Её слова застряли в его голове, проникли в каждую клетку и теперь отзывались эхом где-то внутри. Каждое слово пронзило сердце острой, раскалённой иглой.

— Если она нереальна, то я тоже... Она не из этого мира, а значит, и я... Я должен быть на другой стороне, а не здесь... Я не из этого мира. Я не просто так фантазирую, не просто вхожу в фазу, иммерсионный модуль мне попался не случайно. Всё это — часть высшего плана... Я должен снова прийти к ней, — шептал он, сидя на краю кровати и сжимая голову, которая всё ещё ныла.

Вчера вечером он вернулся домой почти ночью. Врач скорой помощи предупредил, чтобы он сразу ложился спать и избегал стрессов.

— Да тебе так до гипертонического криза недалеко, парень! — качал головой коренастый доктор, поправляя очки. — Такой молодой ещё! Я тебе справку выпишу, пару дней отдохнёшь. Я укол поставил, чтобы давление снизить, как домой придёшь — сразу ложись! Если голова будет болеть, примешь темпалгин.

Вот и отлично, — подумал Оскар. Он как раз не собирался на работу. У него были другие планы. Скоро состоится ещё одно собрание группы, и, чтобы его снова пустили в модуль, придётся хитрить — уверять Виктора и его ассистентов, что он в полном порядке. В этот же день он должен был показать Виктору "Дневник фантазий" с таблицей, которая пока практически пустовала, не считая нескольких быстро написанных предложений.

Оскар, морщась, поднялся с кровати. В голове что-то кололо, лёгкая тошнота всё ещё сидела в желудке неприятным твёрдым комом. Он взял ручку.

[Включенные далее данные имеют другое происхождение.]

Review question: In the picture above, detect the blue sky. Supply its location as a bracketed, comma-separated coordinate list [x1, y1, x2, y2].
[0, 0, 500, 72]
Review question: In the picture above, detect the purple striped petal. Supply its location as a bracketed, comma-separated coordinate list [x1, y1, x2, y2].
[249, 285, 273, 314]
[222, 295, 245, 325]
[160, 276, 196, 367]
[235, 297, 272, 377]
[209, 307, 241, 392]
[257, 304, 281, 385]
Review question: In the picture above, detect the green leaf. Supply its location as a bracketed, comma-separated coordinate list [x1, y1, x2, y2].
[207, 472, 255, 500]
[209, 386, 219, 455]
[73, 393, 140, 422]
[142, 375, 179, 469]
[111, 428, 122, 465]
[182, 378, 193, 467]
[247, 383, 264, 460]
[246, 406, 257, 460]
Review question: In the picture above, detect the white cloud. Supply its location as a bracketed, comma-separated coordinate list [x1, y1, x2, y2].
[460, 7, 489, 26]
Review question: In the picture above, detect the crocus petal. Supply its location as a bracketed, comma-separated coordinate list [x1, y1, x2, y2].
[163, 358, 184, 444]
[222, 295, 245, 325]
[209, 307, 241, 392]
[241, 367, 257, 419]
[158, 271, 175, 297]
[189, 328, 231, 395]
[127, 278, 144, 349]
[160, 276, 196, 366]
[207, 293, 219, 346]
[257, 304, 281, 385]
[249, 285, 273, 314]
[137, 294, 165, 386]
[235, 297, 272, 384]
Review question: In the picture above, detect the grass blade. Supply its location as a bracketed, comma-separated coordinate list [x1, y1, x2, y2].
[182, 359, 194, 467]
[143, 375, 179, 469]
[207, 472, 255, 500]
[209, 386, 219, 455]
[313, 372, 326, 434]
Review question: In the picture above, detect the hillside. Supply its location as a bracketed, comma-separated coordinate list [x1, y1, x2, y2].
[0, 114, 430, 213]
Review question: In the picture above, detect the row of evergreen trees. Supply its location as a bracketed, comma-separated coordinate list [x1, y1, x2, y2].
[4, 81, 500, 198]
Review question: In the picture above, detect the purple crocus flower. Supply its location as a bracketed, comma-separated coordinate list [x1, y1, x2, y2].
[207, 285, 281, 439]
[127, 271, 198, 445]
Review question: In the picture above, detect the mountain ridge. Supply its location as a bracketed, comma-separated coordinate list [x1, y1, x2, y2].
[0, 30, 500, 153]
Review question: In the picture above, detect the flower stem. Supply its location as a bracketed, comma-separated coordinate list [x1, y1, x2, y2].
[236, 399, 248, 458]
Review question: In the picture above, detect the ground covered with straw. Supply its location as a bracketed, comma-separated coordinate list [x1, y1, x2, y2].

"Ситуация — мысль — эмоция — фантазия" — чёрные буквы таблицы призывали его хотя бы что-то в неё записать. Пустые страницы резали глаза. Он грыз ручку, поддерживая рукой тяжёлую голову.

Ситуация: напряжённый разговор с отцом.
Мысль: мы чужие люди. Он никогда меня не поймёт.
Эмоция: злость, раздражение.
Фантазия:уход в свой мир, ощущение свободы.

Он посмотрел на эти записи и почувствовал тошноту. Ну и бред. Точнее, полуправда. Да, отец всегда давил на него, они не ладили, даже дрались, но сейчас это уже не имело значения, не вызывало таких сильных эмоций. Со временем это стало чем - то обыденным.

Он провёл пальцами по бумаге, задержавшись на последней строке. Ощущение свободы? Нет. Не свободы. Это было про неё. Всегда про неё.

Но он не мог это написать. Не мог позволить никому заглянуть внутрь. Если они узнают, если ему запретят мечтать о ней – что останется?

Он взял ручку и выдавил новую запись:

Ситуация: усталость после работы.
Мысль: я не справлюсь.
Эмоция: тревога, апатия (?)
Фантазия: бегство в другой мир, где нет всех этих досаждающих людей, есть только адекватные.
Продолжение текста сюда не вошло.